I’m not even going to bother with listing out examples of people hailing from the South and discrediting the assumption that our accents and heritage lend themselves to stupidity. Suffice it to say, there are countless people that have contributed great things to the world while speaking with a deep, molasses infused accent from Georgia, or a nasal drawl from Appalachia, or barely understandable Creole.
But people don’t want to see the intelligence that exists here, or the creativity for that matter. They want the South to remain what it always was – simple folk working the land and fishing the waters.
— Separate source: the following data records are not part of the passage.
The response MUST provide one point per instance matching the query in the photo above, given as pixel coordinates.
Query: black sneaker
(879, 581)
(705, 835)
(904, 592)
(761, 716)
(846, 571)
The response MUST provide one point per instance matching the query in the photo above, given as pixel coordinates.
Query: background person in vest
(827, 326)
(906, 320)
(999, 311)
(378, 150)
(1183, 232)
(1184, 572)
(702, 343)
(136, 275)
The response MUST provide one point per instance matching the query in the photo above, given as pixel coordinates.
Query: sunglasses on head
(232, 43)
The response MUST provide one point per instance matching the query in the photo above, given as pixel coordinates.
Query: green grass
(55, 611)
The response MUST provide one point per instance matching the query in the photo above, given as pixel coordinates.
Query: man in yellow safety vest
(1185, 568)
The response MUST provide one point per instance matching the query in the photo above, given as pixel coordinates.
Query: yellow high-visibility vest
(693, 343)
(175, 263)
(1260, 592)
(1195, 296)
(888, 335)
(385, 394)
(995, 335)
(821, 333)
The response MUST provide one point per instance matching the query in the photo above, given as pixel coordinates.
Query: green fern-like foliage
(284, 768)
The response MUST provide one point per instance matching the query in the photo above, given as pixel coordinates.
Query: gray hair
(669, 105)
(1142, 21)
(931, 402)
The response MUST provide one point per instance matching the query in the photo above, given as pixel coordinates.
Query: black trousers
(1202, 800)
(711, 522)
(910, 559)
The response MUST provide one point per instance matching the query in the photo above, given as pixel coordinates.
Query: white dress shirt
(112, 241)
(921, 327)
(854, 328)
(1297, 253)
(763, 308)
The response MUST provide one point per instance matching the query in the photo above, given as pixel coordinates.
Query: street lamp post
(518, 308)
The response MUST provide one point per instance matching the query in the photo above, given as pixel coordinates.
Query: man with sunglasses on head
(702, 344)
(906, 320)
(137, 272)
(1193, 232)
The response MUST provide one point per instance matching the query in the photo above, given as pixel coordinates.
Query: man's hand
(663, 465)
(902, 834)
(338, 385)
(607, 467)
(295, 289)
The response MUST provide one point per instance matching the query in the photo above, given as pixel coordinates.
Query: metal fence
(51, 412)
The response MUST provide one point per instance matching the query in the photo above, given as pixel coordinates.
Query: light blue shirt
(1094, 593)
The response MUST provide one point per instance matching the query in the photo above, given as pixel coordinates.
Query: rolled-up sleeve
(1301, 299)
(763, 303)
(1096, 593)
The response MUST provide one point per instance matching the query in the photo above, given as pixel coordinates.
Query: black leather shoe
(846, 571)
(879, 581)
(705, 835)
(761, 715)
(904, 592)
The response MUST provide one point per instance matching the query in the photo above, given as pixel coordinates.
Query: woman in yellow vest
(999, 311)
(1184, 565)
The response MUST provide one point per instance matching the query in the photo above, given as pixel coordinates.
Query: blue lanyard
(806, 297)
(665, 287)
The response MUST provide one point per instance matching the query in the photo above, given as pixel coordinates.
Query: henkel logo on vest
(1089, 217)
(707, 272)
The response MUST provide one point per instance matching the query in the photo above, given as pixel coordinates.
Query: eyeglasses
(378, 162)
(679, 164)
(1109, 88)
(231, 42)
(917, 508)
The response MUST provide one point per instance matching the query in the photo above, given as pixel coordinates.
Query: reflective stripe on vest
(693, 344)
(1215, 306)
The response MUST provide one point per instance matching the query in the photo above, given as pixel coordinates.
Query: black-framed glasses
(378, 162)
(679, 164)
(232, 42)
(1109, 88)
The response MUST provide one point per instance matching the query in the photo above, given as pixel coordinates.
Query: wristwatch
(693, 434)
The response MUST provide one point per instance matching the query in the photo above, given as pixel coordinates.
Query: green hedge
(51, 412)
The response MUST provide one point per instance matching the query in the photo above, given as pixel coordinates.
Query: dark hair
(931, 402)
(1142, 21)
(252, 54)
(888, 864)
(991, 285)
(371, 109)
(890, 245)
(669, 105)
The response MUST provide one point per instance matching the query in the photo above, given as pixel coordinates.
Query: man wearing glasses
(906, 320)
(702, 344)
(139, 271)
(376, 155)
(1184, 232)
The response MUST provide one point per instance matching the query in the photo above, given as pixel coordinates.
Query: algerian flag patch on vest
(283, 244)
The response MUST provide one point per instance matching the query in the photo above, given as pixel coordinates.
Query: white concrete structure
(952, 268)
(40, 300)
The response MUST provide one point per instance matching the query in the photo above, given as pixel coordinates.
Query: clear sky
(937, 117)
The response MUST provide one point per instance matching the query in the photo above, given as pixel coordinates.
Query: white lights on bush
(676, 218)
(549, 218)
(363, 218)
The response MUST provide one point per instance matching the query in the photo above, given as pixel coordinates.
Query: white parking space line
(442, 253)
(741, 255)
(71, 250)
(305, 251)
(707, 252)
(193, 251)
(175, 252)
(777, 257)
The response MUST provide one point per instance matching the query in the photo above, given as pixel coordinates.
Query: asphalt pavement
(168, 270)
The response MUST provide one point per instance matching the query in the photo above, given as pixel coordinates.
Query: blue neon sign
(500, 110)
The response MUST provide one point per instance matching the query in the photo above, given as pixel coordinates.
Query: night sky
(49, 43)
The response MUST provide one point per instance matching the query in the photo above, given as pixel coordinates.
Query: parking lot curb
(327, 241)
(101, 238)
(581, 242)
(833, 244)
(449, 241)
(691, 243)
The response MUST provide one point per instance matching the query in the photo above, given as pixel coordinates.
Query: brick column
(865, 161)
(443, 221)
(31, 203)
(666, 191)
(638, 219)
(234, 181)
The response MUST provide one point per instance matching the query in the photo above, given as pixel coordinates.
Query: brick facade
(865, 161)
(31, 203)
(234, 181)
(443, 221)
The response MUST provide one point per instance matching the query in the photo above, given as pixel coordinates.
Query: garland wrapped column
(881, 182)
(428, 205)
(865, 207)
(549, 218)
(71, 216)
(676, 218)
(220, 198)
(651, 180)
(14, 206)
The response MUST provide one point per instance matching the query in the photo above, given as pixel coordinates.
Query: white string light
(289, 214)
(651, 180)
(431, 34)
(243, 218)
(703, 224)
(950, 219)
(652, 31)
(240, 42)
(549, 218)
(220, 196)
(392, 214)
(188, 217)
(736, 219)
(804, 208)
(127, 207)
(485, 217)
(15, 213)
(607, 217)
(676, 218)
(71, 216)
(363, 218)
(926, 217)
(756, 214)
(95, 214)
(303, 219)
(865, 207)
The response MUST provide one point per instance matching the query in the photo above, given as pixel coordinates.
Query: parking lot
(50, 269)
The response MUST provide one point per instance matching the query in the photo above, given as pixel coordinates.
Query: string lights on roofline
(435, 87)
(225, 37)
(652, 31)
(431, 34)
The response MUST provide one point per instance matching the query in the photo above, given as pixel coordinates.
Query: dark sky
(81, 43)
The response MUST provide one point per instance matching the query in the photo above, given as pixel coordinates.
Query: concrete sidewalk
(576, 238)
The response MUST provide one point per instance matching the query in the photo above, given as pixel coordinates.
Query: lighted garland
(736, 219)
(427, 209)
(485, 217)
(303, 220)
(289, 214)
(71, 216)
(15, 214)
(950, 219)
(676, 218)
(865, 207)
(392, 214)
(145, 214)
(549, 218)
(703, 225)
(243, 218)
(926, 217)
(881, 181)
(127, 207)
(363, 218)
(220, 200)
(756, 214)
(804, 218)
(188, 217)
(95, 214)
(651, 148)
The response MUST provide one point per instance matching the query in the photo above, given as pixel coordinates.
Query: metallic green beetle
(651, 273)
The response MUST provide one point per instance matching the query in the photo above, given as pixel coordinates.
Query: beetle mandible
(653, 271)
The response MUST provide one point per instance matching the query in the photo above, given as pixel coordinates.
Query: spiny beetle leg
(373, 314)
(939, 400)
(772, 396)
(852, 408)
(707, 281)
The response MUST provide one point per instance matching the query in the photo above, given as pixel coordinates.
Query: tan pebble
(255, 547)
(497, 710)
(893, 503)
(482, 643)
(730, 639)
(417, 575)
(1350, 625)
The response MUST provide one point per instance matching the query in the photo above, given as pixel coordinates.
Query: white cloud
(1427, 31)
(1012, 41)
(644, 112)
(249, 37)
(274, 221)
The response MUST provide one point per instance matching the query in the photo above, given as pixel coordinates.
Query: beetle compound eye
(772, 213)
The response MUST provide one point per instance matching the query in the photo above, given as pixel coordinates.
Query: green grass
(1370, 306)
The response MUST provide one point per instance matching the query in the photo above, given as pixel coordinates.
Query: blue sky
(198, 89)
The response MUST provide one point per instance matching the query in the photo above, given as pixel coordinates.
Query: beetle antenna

To a degree, it still is, but this does not preclude the idea that there can be smart people doing so. There is comfort in keeping us in the cultural box that we were assigned about 150 years ago. Until this changes we all get to be thought of as stupid, inbred, and racist as soon as we open our mouths outside of our regional home.
This isn’t something that is confined to the South, so it’s interesting (or maybe kind of sad) how prevalent this assumption is outside of our region. Anyone with a thick accent runs the risk of sounding unintelligent. Think about other stereotypical accents – the booming accents from New York City, the sharp Bostonian accent, the California surfer/stoner. All of these accents are stereotyped in movies or television as the stupid/simple/common people in those areas.
I, for one, refuse to accept the idea that the only way to sound intelligent is to forego my own accent and heritage in favor of sounding like I’m from somewhere so uninteresting that it lacks an accent. I don’t want to sound like a newscaster, I want to sound like a real person.
Embrace your accents, y’all, It’s part of your heritage and who you are. Be proud of it. Own it. If someone wants to make negative assumptions about you because of your voice, so be it. Those are the sort of people you probably don’t want in your life in the first place.